Saturday, January 16, 2016

Bowie. RIP. However...






I admit it; I didn’t get David Bowie. No hate. Not hating.  I’m not saying that he wasn’t a genius or beautiful or the physical embodiment of art and music and fashion. He was, with his makeup and haircuts and his perfect white-guy Anglo-Saxon body. I just didn’t care. I am put off when Art School, Fashion and music intersect. It’s a little complicated for me.
I mentioned this to a friend and he immediately began quoting Bowie lyrics. I had to stop him. You see, I’m a drummer and I hardly care about lyrics. Yes, I’ve written songs, we all have, but the words are secondary. In my world, rocknroll should make you bleed, make you want to fuck, get drunk and high, fight, it’s supposed to hurt because it’s teenage music, even if you’re an old man, and it spits and shouts anger and frustration and revolt.
It is Rebel Without a Cause, the Fender Stratocaster, and laughing your ass off after you’ve wrecked your car.
The lyrics and costumes and backgrounds come later. Important? Sure. Who doesn’t like cool clothes? Or a decent light show? And truly, Dylan, The Beatles, Jim Morrison, Bowie, everyone, has written amazing lyrics, poems, rants with a beat.
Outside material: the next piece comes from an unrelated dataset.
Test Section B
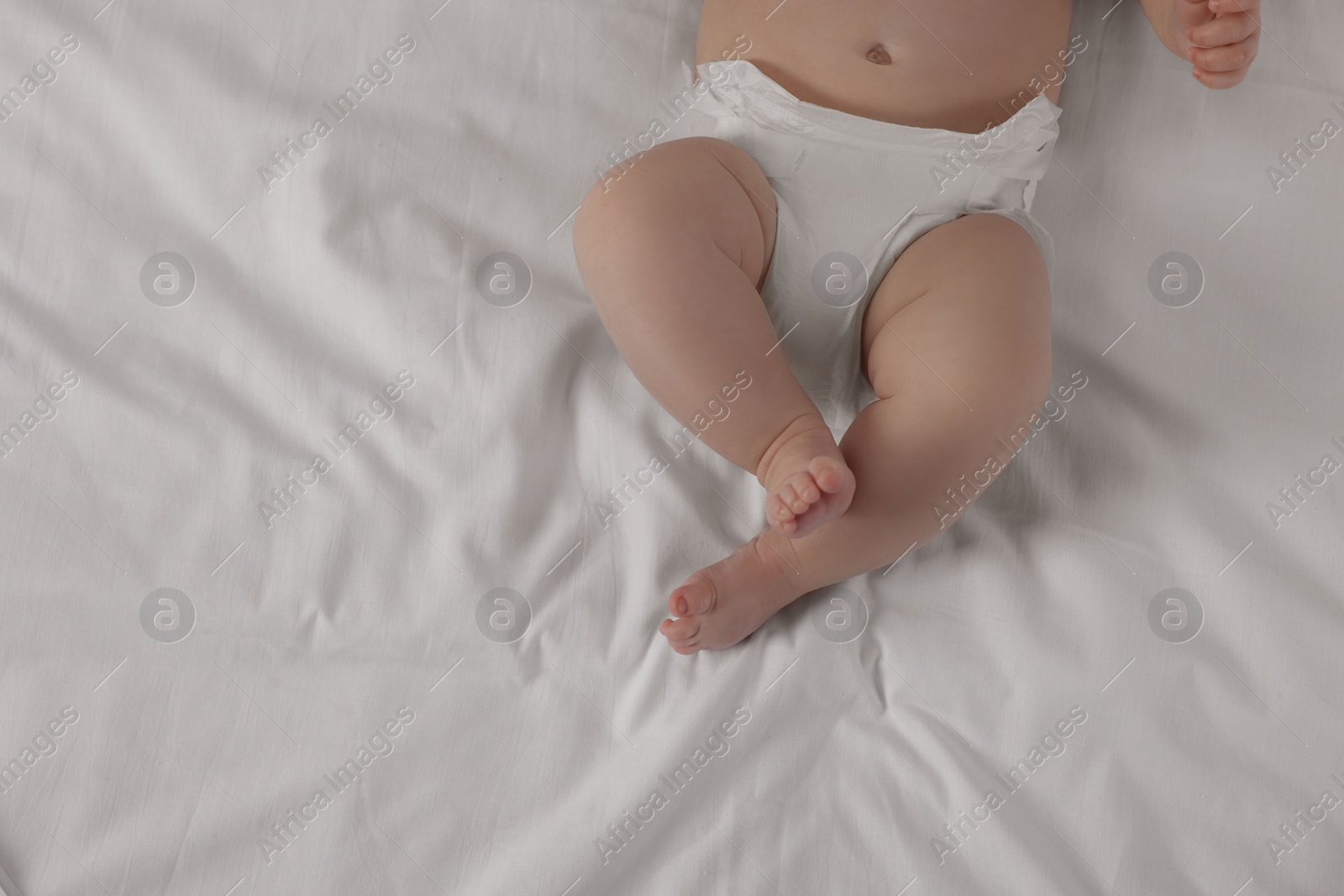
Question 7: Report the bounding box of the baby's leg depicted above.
[574,137,853,537]
[660,215,1050,652]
Dig it. No question. But drums, bass, guitar, heavy amps and the occasional Hammond B3 are the foundation of everything.
I do not give a shit about Lady Gaga, folkrock whiners, clever verse set to a jangling rhythm. Bowie was all right. So was Michael Jackson, Elvis, Janis, Buddy, Stevie Ray, anyone you want to mourn, personal saints and saviors. Me? I miss Otis Redding and Keith Moon. Shit, man, everyone, everything dies, all heroes and family and pets and celebrities. Gone, gone away forever. But rock remains and I love to listen to the exploding chords, the beat, reverb, echo, ear splitting volume. That’s what I seek and, thankfully, have found. That’s what saved my ass as a young guy who hated school, hated work, hated his friends, his clothes, hated other people, hated himself. I passed on Bowie. Sorry, fans. I guess I wasn’t sensitive enough. He didn’t give me what I needed at the time and what I probably still need.
Have you ever awakened the next morning hung over, lost, confused, can’t find your keys, wonder if your nose is broken and how that happened, need a cigarette, and you can’t hear, there is muffled ringing in your loud-damaged ears, begin to remember the gig, the crowd, the concert, scenes take shape, maybe real, maybe not, and you are glad to be alive? Literally alive and in pain and it’s perfect.
That’s rocknroll and I wouldn’t change it. RIP everyone and Turn It Up.